They just couldn’t agree on what to do with all that extra money.
Resource-rich Alaska took in nearly $1.9 billion more than expected last fiscal year thanks largely to high oil prices and ended the fiscal year with an estimated $260 million surplus, an amount equal to nearly 4 percent of its general fund.
A handful of states — led by those that enjoy bountiful energy reserves such as West Virginia, Wyoming and North Dakota — have found themselves in similarly enviable positions, oases of optimism in an otherwise barren landscape of budget cuts and government layoffs. A few other states, including Massachusetts, South Carolina and Virginia, have combined slight increases in tax revenue with tight spending controls to produce modest surpluses.
In West Virginia, the surplus is going toward reserves, pension programs and debt. Wyoming put much of the extra money into savings after years of investing heavily in roads and schools.
And in North Dakota, which is experiencing an energy boom similar to the one Wyoming went through several years ago, investments included an extra $370 million for road repair and construction, especially in the oil-producing western part of the state.
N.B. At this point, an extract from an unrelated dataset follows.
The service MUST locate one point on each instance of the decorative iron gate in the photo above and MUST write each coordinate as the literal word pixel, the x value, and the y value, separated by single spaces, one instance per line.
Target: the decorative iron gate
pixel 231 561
Some $340 million will go to schools over the next two years to help reduce property taxes, while $22 million will go toward a disaster relief fund for a state that has been inundated with floods in recent years.
At the same time they are saving and investing, North Dakota and West Virginia are reducing their corporate income tax rates, a move that could make them even more attractive to certain businesses.
Unemployment in the many of the states running surpluses has been well below the national jobless rate of 9.1 percent. North Dakota’s rate, for example, was 3.5 percent in September.
“I don’t think you can say we’re out of the woods,” Alaska labor department economist Neal Fried said. “We were never in the woods.”